Having two children and observing hundreds of others, it is clear that the sphere of influence as a parent is limited. Children enter the world with their own personalities and potential. Yet we have a vital role in the nurturing of our children through the food, environment, education, and social and cultural experiences we provide as parents. But the times they are a-changin’. In just the past couple of generations—and for the first time in human history—toys have become a major influence in raising children. Children now spend more time indoors than outdoors, and children’s ability to partake in unstructured play has all but vanished.

From the birth of my daughter and for the last six years (during which time my young son was born), I’ve meticulously tested, observed, and refined the experiences I provide for my children (now ages three and six). Like any new parent, my hope was to evolve from an Aspiring Good Dad to a Super Dad, so I was eager to find ways to not only capture my children’s attention, but also contribute to their physical, emotional, mental, and social development. As costs of supporting a family continued to spiral beyond my wildest anticipation (I mean, seriously?!), my evaluation of toys and experiences also centered on return on investment. I don’t want to spend money on toys that turn out to be garbage and break hours after purchase, or find hundreds of toys building up in my house and gathering dust because there’s just too much. I don’t want to enroll my children in activities to prep as an Olympian that they’ll never be or get scholastically ahead when academic education isn’t what they need. I don’t want to make them play in ways and places to satisfy my adult goals. I want what is best for them.

I’ll admit that I wasn’t exactly following pure scientific method in my experimentation. But as I watched and tried new things, I began to notice patterns. A hypothesis began to form in my exhausted mind, but with only two children—and being time starved—I eventually turned to research to accelerate my understanding and validate my suspicions. I researched obsessively, night after night, month after month—buying dozens of books and poring over the Internet, devouring every article and piece of educational material I could find. I talked to my children’s teachers, to friends, to my own parents.

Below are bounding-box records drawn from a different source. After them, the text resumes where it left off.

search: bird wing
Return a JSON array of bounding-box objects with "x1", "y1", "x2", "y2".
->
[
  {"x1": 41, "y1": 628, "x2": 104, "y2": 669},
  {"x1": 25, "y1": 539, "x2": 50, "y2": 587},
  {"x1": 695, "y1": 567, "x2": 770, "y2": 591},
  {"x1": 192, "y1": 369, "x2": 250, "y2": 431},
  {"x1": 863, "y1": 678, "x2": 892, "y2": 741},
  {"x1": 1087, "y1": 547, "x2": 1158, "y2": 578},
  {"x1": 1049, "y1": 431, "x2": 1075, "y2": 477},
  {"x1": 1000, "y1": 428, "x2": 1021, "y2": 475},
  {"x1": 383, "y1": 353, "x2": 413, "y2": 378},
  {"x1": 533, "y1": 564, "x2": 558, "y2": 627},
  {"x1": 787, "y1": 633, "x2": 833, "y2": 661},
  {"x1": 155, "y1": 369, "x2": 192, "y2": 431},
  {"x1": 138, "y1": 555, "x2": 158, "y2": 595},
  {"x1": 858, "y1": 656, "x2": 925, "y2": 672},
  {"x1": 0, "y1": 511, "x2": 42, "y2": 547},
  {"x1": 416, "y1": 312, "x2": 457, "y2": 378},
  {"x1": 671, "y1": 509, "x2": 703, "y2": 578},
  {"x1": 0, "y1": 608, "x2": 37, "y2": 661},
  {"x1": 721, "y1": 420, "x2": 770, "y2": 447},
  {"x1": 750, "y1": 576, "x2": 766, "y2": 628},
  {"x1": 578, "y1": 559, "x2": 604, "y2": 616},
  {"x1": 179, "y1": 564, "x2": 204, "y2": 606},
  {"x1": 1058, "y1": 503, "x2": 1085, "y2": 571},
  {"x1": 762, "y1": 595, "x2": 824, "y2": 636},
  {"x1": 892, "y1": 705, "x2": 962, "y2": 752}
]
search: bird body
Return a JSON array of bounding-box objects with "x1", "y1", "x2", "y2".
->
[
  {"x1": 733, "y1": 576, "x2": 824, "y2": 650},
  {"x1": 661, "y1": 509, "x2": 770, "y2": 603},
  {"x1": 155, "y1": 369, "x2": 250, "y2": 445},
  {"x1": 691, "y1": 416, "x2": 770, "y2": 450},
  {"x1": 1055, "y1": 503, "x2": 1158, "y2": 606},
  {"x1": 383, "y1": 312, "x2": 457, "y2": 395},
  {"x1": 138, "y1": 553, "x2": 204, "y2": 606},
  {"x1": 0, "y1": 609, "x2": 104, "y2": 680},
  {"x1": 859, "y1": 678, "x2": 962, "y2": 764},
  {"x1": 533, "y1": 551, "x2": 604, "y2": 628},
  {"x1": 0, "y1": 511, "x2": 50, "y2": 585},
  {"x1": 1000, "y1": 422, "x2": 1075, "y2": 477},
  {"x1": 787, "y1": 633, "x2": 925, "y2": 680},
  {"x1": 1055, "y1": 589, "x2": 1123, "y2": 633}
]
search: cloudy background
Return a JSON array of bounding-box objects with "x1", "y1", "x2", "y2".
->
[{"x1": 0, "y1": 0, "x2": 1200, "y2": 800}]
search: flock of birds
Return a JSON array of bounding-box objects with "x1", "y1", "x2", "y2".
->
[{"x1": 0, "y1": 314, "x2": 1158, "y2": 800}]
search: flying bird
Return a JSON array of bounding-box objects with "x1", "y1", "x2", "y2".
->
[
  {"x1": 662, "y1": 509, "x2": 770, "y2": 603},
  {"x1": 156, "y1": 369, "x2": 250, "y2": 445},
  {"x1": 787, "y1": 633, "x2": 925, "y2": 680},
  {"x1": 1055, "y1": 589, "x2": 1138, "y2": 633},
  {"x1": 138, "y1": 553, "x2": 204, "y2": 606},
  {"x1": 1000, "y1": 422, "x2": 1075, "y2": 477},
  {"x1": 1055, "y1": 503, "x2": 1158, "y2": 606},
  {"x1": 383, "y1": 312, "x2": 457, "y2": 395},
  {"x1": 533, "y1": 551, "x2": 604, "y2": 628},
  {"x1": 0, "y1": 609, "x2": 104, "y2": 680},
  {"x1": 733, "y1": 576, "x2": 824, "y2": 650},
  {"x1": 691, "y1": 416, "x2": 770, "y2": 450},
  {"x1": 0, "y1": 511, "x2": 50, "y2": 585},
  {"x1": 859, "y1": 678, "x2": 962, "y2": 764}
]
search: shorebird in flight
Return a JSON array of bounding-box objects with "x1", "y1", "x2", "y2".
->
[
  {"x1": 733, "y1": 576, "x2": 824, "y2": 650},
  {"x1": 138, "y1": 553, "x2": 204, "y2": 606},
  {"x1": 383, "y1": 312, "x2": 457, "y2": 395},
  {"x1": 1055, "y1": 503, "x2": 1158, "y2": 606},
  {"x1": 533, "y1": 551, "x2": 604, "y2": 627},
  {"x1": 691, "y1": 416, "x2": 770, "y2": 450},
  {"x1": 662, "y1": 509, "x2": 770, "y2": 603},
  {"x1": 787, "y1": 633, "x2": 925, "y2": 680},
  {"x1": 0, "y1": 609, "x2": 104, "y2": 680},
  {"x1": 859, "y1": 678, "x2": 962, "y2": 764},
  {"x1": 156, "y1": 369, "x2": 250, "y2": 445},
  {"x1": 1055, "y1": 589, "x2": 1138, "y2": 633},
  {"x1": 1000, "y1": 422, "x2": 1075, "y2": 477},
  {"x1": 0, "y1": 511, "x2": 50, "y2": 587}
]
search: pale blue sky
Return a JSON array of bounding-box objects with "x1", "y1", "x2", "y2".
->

What I discovered about the history of child-raising, play, and parenting styles around the globe profoundly affected my view and day-to-day approach in raising my own children. I’ve discovered that:

  • The dominant culture of mass-produced and marketed toys is new.
  • Young children’s capabilities are far-reaching, and we are overprotecting them.
  • Play, and especially risky play, is vital to children’s growth.
  • There isn’t good guidance for parents in how to best participate in children’s play.
  • Questioning the status quo is confronting and challenging, but critical.
  • The setup in our homes greatly determines children’s play opportunities and outcomes.

The results of this curiosity—of this quest—have given me much delight. I am confident in the choices I make for my children. More importantly, I’ve witnessed repeatedly the joy and happiness with which my children find their play when it is unstructured, outdoors, and with the right materials.

This book presents the results of these six years of experimentation and research.


What I have learned and share in this book may seem counterintuitive. The findings challenge the beliefs of the majority. My own belief system and faith in common practices have been shaken, and this can be terribly inconvenient. Friends and relatives have often found themselves at the opposite end of a spectrum from me when it comes to children’s toys and children’s play. Ironically, the “toys” I’ve found to be the best—the ones that blow other toys away in price, replay, and longevity—consist of tried and true tools for child development. The toys that seem to perform the best have much of human history backing their success, and they directly impact how the children play.

Book Overview

In this book, I share my discovery, practices, and ingredients for successful backyard play. I believe this is a tremendous value for children age two to six. This book has been inspired by my personal journey, verified by decades of research, and championed by children around the world.

In the first part of the book, I share what I’ve learned as I’ve delved into the world of Loose Parts, Adventure Playgrounds, Risky Play, and Playwork.

In the second part of the book, I provide seven different accounts of my experiences in the backyard, examples of how to do it yourself in practice, and where you can get the materials.
My hope is that you can read the entire book today and take action tomorrow. Nothing has proved more rewarding to me than finding ways to help my children in their own journeys.